The SDK workers batch presign requests (default 200 keys per call, configurable up to 1000+), then use the returned URLs to transfer files directly to HCP S3. The API server's only job is signing URLs — it never touches file data.

`bulk_workers` vs API server workers¶

These have the same name but are completely different things:

flowchart LR
    subgraph YM["Your machine"]
        direction TB
        W1["SDK Worker 1"]
        W2["SDK Worker 2"]
        W60["SDK Worker 60"]
    end

    subgraph API["API server (Kubernetes, 2 replicas)"]
        direction TB
        G1["Pod 1: gunicorn (1 worker)"]
        G2["Pod 2: gunicorn (1 worker)"]
    end

    subgraph HCP["HCP S3"]
        S3["Storage"]
    end

    W1 & W2 & W60 -->|"POST /presign<br/>(batch 500 keys)"| G1 & G2
    W1 & W2 & W60 -->|"PUT/GET signed-url<br/>(file bytes, direct)"| S3

    style YM fill:#e3f2fd,stroke:#1565c0
    style API fill:#fff3e0,stroke:#e65100
    style HCP fill:#e8f5e9,stroke:#2e7d32

	`bulk_workers` (SDK/CLI)	API server workers (gunicorn/replicas)
Where it runs	Your machine	The API server (`dev-hcp.ra.se`)
What it does	Controls how many files are transferred in parallel	Controls how many presign requests are handled in parallel
Default	10	1 worker × 2 replicas (Kubernetes); scale with `replicaCount`
Configured via	`config.yaml` or `--workers` flag	Helm `backend.workers` / `replicaCount` — see Scaling
When to increase	Throughput increases with more workers	Presign requests are slow or cause transport errors

Why 60 SDK workers but only 1 backend worker per pod? Because they do fundamentally different work. The SDK workers spend 99% of their time transferring file bytes directly to HCP S3 — the backend is not involved. The backend is only called for batch presigning: ~1 request every 30 seconds (500 URLs per batch). A single async uvicorn worker handles hundreds of requests per second, which is massive overkill for presigning.

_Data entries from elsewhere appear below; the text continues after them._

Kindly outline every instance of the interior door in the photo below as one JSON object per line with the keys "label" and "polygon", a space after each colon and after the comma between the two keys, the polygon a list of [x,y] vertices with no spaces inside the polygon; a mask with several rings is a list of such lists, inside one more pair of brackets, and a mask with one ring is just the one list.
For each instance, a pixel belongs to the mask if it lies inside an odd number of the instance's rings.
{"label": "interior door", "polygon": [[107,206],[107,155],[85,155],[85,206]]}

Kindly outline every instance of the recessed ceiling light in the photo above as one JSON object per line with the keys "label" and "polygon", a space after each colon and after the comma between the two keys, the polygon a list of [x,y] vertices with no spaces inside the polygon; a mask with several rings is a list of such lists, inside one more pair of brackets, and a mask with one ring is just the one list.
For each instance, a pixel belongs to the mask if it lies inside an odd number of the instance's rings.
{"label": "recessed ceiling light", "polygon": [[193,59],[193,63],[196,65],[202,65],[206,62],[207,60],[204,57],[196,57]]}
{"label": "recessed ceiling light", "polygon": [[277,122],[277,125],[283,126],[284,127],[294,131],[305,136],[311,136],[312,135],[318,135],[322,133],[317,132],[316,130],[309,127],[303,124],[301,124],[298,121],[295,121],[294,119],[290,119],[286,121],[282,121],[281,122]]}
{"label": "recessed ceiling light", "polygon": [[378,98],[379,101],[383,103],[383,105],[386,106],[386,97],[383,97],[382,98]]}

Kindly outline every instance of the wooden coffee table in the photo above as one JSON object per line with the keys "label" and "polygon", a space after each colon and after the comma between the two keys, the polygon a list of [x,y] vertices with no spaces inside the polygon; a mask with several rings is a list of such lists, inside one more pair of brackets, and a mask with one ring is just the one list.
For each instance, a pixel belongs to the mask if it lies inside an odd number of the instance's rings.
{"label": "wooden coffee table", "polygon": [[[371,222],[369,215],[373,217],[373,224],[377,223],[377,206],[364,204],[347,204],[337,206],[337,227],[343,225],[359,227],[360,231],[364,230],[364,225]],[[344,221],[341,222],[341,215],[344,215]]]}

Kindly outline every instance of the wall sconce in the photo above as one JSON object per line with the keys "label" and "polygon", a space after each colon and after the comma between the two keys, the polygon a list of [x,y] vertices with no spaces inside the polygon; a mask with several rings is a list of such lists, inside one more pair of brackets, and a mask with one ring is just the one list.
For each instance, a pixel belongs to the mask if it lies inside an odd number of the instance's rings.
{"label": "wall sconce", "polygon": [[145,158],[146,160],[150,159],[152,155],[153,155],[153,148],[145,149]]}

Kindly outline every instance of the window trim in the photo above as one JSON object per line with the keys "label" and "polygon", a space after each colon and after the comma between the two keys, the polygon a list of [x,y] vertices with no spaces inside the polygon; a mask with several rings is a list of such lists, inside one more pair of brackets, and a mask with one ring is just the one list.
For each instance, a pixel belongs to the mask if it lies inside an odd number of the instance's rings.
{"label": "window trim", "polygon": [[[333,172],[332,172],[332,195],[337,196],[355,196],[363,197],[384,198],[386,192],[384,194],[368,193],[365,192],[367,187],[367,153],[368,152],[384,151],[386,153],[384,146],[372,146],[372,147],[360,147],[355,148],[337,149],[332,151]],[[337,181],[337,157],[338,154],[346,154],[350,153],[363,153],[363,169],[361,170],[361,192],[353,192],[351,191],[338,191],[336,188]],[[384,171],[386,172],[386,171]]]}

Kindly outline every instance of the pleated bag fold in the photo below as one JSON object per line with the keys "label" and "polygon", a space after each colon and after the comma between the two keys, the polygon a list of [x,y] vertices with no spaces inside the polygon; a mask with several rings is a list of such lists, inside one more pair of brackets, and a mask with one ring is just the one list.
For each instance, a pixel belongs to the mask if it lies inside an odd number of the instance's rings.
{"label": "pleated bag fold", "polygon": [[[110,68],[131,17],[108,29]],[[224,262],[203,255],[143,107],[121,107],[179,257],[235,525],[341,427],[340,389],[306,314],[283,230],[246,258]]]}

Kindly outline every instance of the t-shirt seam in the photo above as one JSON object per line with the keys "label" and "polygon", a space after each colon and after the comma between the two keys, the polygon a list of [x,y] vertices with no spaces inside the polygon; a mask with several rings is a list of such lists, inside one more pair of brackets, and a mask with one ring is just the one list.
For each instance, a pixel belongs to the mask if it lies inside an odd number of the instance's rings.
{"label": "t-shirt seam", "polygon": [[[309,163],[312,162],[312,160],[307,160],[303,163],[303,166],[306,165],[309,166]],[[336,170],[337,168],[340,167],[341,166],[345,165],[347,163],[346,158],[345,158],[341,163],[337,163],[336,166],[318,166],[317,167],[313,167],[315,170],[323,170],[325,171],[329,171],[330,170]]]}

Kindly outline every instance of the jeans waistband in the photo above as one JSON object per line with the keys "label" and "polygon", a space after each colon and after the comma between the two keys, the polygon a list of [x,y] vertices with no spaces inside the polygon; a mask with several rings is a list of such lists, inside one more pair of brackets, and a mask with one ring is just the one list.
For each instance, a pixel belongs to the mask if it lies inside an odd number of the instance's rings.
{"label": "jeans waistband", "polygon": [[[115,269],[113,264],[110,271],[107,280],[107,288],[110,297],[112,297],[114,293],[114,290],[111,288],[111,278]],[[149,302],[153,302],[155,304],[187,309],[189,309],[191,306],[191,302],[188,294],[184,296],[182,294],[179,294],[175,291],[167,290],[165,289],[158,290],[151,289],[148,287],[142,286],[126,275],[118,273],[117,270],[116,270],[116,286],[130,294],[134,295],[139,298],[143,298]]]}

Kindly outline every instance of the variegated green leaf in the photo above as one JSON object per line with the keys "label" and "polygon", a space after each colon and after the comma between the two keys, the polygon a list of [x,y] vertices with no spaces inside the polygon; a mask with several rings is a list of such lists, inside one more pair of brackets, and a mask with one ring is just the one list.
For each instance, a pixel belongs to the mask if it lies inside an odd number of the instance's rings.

In Kubernetes, scale with replicas (multiple pods) rather than workers per pod. Each replica gets its own liveness and readiness probes — if one pod loses connectivity to HCP, Kubernetes removes it from the load balancer while the other keeps serving. With multiple workers inside a single pod, an unhealthy worker is invisible to Kubernetes probes. The default is 2 replicas with 1 worker each.

If you run the server outside Kubernetes (e.g. bare-metal gunicorn), you can increase --workers directly to handle more concurrent requests — there are no probes to leverage, so in-process scaling makes sense.

The real bottleneck is your network pipe, not the backend. Adding more backend capacity makes presign go from 50ms to 25ms — saving 25ms every 30 seconds (0.08% improvement, unmeasurable). Adding more SDK workers keeps more file transfers in flight, which keeps the pipe full.

Batch presigning (bulk_presign_batch_size) reduces the number of backend round-trips by requesting many URLs in a single call instead of one at a time.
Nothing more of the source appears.